Sete meninas altas, de uniforme esportivo, passam à minha frente. Tento ler nas mochilas, perto do logo do Banco do Brasil, umas letrinhas que devem revelar a modalidade. Não consigo, elas se movem rápido, com a pressa de seus dezesseis ou dezoito anos. Penso: é um pouco irônico os jovens terem pressa e os velhos, paciência. Não deveria ser o contrário?
Acho que elas jogam vôlei, são todas altas, mas não tão altas como as profissionais. Imagino-as daqui a algumas décadas —advogadas, veterinárias, engenheiras— contando para amigos, namoradas ou namorados surpresos, "sim, eu era federada, cheguei a ficar em terceiro no sub-17 paulista".
Dois homens bebem cerveja e comem x-burgers. São nove e quarenta e sete da manhã —fora do aeroporto. Ali dentro o tempo é outro. Quem sabe eles estejam no fuso da Alemanha? De Kiribati? Ou talvez seja apenas a licenciosidade concedida pela proximidade da morte. (Uma proximidade apenas imaginada, claro, é muito mais perigoso andar de carro do que de avião, mas vai explicar isso para nossos cérebros que se formaram durante milhares de anos com os pés no chão.).
Não só a gula decola nos aeroportos. Um cara de uns 30 anos, tênis Vert e coletinho estilo XP, com a segurança de quem acaba de receber 10 milhões de investimento em sua startup, troca olhares com uma moça mais ou menos da mesma idade, calça preta, paletó e salto alto, com a segurança de quem acaba de aportar 20 milhões numa startup. (Gostaria de obter dados comparando as vendas de camisinha e Viagra nas farmácias dos aeroportos às das existentes fora dali. Certeza que deve comprovar a minha teoria).
Com todo respeito à sacrossanta Igreja Católica, não pretendia passar do citrato de sildenafila às freiras em um parágrafo, mas três delas cruzam meu caminho. Por que será que freira viaja tanto? Eu nunca as vejo caminhando pelas ruas. Passeando num shopping. Tomando sol num parque. Mas basta eu pisar num aeroporto que elas brotam, sempre aos cachos. (Não existe a freira individual, assim como não existe padre em grupo).

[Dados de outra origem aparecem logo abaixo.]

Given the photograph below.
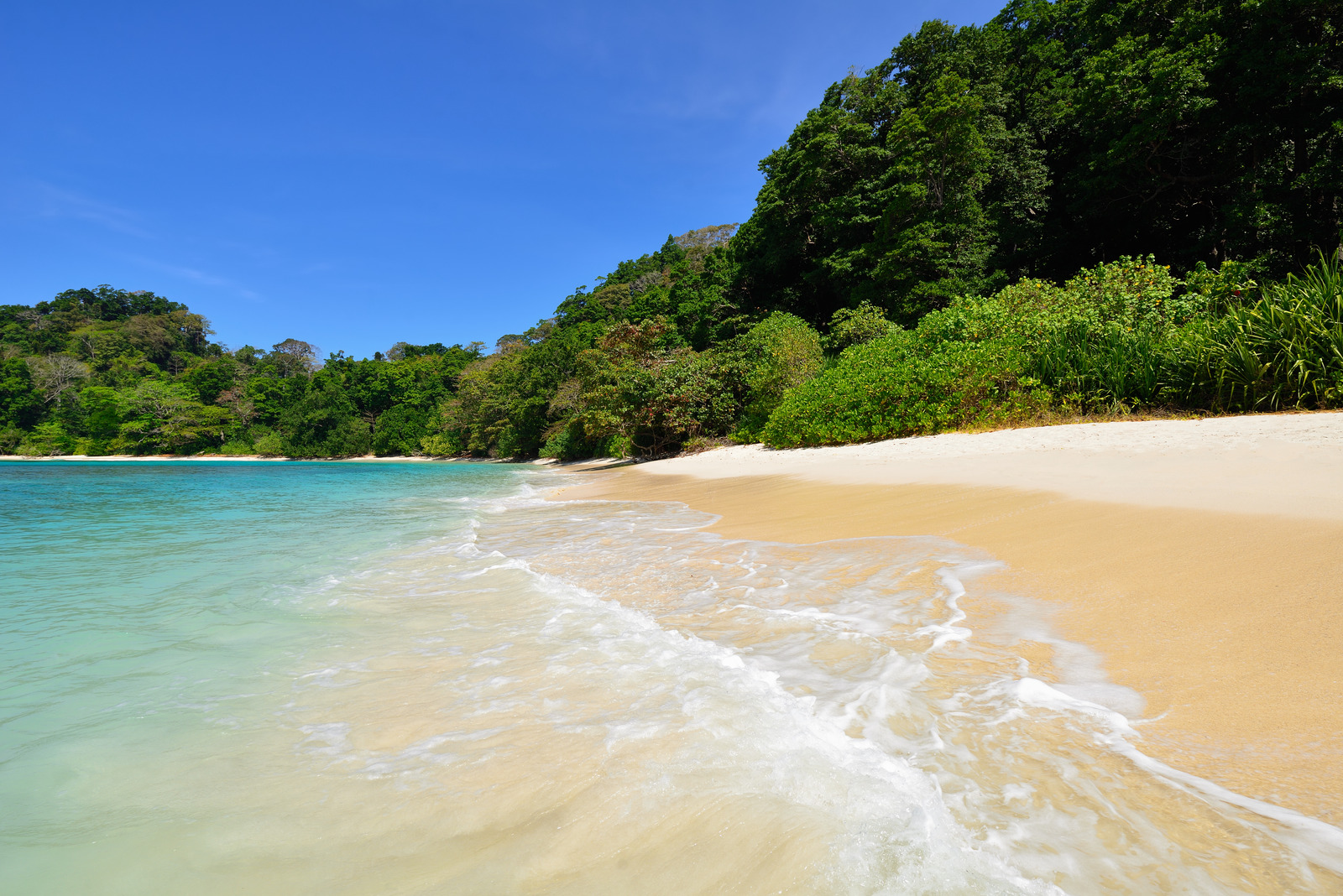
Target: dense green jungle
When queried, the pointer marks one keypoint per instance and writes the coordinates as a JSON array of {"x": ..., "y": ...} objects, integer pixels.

Uma vez viajei ao lado de uma freira. Confesso que, apesar de ateu, me deu uma certa segurança. É sempre bom, numa situação tensa, ter ao lado alguém que fala diariamente com Deus. Mas bastou o avião correr na pista pra ela puxar um papo não muito tranquilo com o divino: começou a rezar fervorosamente, apavorada. Quase a repreendi. "Minha senhora, se você que acredita ir pro céu depois da morte fica assim, o que espera de nós outros que imaginamos virar minhoca? Por favor! Recomponha-se!". Acabei não falando nada, apenas olhei em volta, instintivamente, procurando as outras freiras, que obrigatoriamente estariam no voo. Uma dormia, outra comia uma barra de cereais —o que me pareceu, não sei explicar porquê, uma atitude repreensível.
Um piloto cruza o salão com seus passos imperiais. Gosto de ver o orgulho com que os pilotos transitam pelos aeroportos. Não gosto de como os médicos se portam em hospitais. Há neles uma arrogância que não vejo nos pilotos. Os pilotos são os mágicos da festa. Os médicos são domadores de leão.
Um cara de uns quarenta e cinco anos abre o notebook sobre a mesa de um café. Pensa no trabalho que precisa ser feito. Pensa nos filhos que deixou em casa, dormindo. Pensa numa moça de mansos olhos verdes e revoltos cabelos negros de quem não queria se afastar. Sete meninas altas, de uniforme esportivo, passam à sua frente.